(The Associated Press circulated the following article on August 17.)
TUPELO, Miss. — Dozens of residents from across Lee County attended a meeting here to look over a $2.2 million study on ways to ease traffic congestion from the Burlington Northern Santa Fe railroad’s busy tracks.
Beverly Chappell, one of those attending Tuesday’s public meeting, wasn’t pleased as she examined a map of possible alternative routes to redirect the lines outside of downtown Tupelo.
One route would cut across her mother’s property near U.S. 78. The others, regardless of their potential benefits, seem to her to be too expensive.
“I’m against spending $750 million on an inconvenient train track when people on the Gulf Coast are still living in FEMA trailers,” the 58-year-old Chappell said. “I’ve lived in Tupelo all my life and I drive through Crosstown multiple times a day. I only wait for a train once or twice a week, and it’s no big deal.”
The study, which began last August, has identified several ways to ease traffic congestion from BNSF’s tracks, including one to tweak the existing railroad route for improved efficiency, one to build a train overpass along the existing route, one to build an overpass for vehicular traffic, and five to construct alternate tracks that bypass downtown.
The price tag for the projects range from $70.7 million for the tweaking option, to $747.2 million for an alternate route. Depending on which one gets picked, the alternative could spare between 700,000 and 4.1 million automobiles from daily train delays and the ripple-effect congestion.
Although Chappell was not alone in rejecting some or all efforts to remedy the situation, others at the two-hour open house voiced support for the plans.
James Jenkins endorsed a plan that would reroute the train to the west of Tupelo and bring it closer to the Furrs community. He said it would be worth hearing the occasional train whistle near his home to ease congestion in his birthplace of Tupelo.
Tim and Vickie Allred also like that option, but for the opposite reason – it’s the farthest path from their Tupelo house, which currently sits 200 feet off the tracks and endures the vibrations and sounds of about 25 daily trains.
“It’s also the farthest path from all the development in the northern part of the county,” Tim Allred said.

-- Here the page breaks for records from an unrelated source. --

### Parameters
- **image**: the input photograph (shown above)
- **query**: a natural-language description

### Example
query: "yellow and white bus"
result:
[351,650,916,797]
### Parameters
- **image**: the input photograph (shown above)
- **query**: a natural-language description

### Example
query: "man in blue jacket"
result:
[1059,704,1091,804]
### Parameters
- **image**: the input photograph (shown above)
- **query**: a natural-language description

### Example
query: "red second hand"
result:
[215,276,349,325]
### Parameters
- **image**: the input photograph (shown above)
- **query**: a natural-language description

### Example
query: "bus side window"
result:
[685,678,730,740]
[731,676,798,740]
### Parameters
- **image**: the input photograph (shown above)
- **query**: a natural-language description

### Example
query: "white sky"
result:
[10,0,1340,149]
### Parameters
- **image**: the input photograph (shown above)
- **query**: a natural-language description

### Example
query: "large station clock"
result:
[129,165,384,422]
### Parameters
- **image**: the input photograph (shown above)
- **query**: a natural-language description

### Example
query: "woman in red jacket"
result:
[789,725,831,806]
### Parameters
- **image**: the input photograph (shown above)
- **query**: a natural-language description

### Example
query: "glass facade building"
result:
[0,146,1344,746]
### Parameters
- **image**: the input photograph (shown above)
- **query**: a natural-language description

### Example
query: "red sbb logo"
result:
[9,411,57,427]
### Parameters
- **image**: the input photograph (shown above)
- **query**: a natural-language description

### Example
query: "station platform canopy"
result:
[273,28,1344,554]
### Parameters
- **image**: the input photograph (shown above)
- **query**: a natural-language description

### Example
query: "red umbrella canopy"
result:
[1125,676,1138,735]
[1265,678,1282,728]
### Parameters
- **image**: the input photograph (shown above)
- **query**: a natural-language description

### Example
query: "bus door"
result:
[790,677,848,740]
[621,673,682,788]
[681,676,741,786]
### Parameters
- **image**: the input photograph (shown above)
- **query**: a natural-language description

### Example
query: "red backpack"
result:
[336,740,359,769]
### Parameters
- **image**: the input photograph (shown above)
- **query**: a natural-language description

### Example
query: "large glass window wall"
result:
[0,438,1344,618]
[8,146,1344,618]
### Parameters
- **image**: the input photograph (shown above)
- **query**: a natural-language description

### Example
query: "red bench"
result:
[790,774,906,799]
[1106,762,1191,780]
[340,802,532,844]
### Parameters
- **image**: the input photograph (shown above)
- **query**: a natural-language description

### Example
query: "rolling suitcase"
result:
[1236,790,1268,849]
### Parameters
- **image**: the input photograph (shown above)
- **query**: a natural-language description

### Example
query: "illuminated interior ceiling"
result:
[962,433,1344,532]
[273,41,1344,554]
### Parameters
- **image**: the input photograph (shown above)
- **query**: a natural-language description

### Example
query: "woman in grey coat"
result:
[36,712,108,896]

That northern part includes Saltillo, and Mayor Bill Williams worried that four proposed routes going east of Tupelo before heading north and then west through his city would impede residential expansion there.
“All these routes to the north will have a big negative impact on our community – forty freight trains a day is not something we want,” Williams said. “We don’t want another Crosstown in Saltillo 15 years from now.”
Williams attended the second of three meetings that study members held this week. The first, on Monday, involved resource agencies like the Environmental Protection Agency and the National Park Service. The second, held Tuesday morning, invited public officials from across the county.
Chad Luedtke, vice president of Omaha-based HDR Engineering, which heads the study, said Saltillo would not endure the same traffic congestion as in Tupelo because the trains would not pass as many at-grade intersections; they would go over or under bridges.
In any case, “the probability of a final alternative meeting any of the proposed alignments is zero,” said Wayne Parrish, Mississippi Department of Transportation planning manager for the study.
Officials noted that the alternatives could change entirely after study members get more input from resource agencies, public officials and residents.
Jocelyn Pritchett, a transportation planner with Jackson-based ABMB Engineers, a project participant, said the process will also help determine the objective of the project – to fix just Crosstown or to improve all of Northeast Mississippi.
The study now enters the environmental phase, where members will work with various agencies and the public to refine their solutions and study each one’s environmental impacts.